O relatório realça ainda que a “contribuição de activos de dimensões significativas no Brasil contemplada pela oferente levaria a um aumento relevante da contribuição relativa da América Latina para o portefólio global da EDP, o que, consequentemente, modificaria de modo relevante o seu perfil de risco e de retorno”.

“Considerando os riscos identificados”, a EDP diz que “de modo a poderem tomar uma decisão ponderada, os accionistas devem ter acesso a informação adequada de forma a estarem em condições de avaliar as intenções da oferente, o seu modelo de implementação e respectivo impacto financeiro”. O conselho de administração “acolhe a intenção da oferente de regular uma eventual contribuição de activos mediante um acordo quadro” e diz esperar que a CTG possa apresentar “garantias idênticas em relação às suas outras intenções, nomeadamente as relativas à identidade, corporate governance [governo da companhia], estratégia financeira, política de dividendos e novos mercados tais como o mercado eólico offshore chinês”.

Além de destacar a grande quantidade de autorizações regulatórias que são necessárias satisfazer de forma a ser possível lançar a OPA (as condições de lançamento definidas pela própria CTG) e do tempo que poderá demorar alcançar essas mesmas autorizações nos vários mercados em que a EDP está presente (como o Estados Unidos, por exemplo), a gestão da eléctrica frisa que há elementos da oferta “que necessitam de clarificação antes do período de tomada de decisão pelos accionistas de forma a suportar a mesma”.

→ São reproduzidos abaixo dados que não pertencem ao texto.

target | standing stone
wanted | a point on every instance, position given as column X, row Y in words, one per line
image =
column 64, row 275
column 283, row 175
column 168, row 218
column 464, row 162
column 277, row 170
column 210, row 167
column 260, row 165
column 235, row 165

Entre elas destaca “a condição de obter 50% + 1 direitos de voto da EDP” (o que implica a convocar uma assembleia-geral para desblindar os estatutos da empresa, que neste momento impedem que um accionista possa votar com mais de 25% do capital, mesmo tendo uma posição superior) e a obrigação de lançamento de uma oferta pública obrigatória sobre a EDP Brasil em caso de aquisição de controlo.
A CTG é a maior accionista da EDP, com 23, 27% do capital (embora o Estado chinês detenha, através da CNIC, outros 4,98%, num total de 28,25%) e em Abril reconduziu António Mexia para um quinto mandato à frente da empresa (até 2020). A CTG, que em 2011 pagou 3,45 euros por cada acção da eléctrica, oferece agora um valor que representa um prémio de 10,8% se for considerado o preço médio ponderado das acções nos seis meses anteriores à data do anúncio, que é uma referência habitualmente utilizada neste tipo de operações. Quanto à OPA obrigatória sobre a EDP Renováveis (a EDP já detém mais de 80% da empresa), o valor oferecido é de 7,33 euros (a contrapartida mínima a que estava sujeita).

Segundo o relatório, o Conselho Geral e de Supervisão (CGS) da empresa, órgão que é presidido por Luís Amado e onde estão representados os principais accionistas da empresa, num total de 21 membros, emitiu um “parecer favorável” à opinião expressa pelo conselho de administração executivo. “Numa análise preliminar baseada na informação limitada fornecida pelo Oferente” o CGS (onde a China Three Gorges tem cinco representantes, incluindo Eduardo Catroga, que foi o seu anterior presidente) diz que “os objectivos estratégicos” e a afirmação da oferente “de alcançar sustentabilidade estratégica, aprofundar e reforçar a agenda estratégica 2016- 2020 da EDP e reduzir o endividamento, controlando riscos e continuando a promover a eficiência, o crescimento e o retorno do investimento, estão em consonância com os pilares fundamentais do Plano Estratégico da EDP”, embora considere necessária a clarificação de vários aspectos.

O CGS, onde também está, como membro independente, António Vitorino, que é o presidente da mesa da assembleia geral da EDP, destaca ainda que “irá continuar a exercer as suas competências legais e estatutárias, decidindo, em cada momento, com base na avaliação de quais sejam os interesses da EDP, de todos os seus accionistas e dos seus demais stakeholders, nomeadamente quando estejam em causa operações que, de acordo com os estatutos da EDP, possam vir a estar sujeitas ao seu parecer prévio, ainda que a prossecução daqueles interesses afecte, ou possa afectar, pressupostos subjacentes à Oferta Pública EDP”.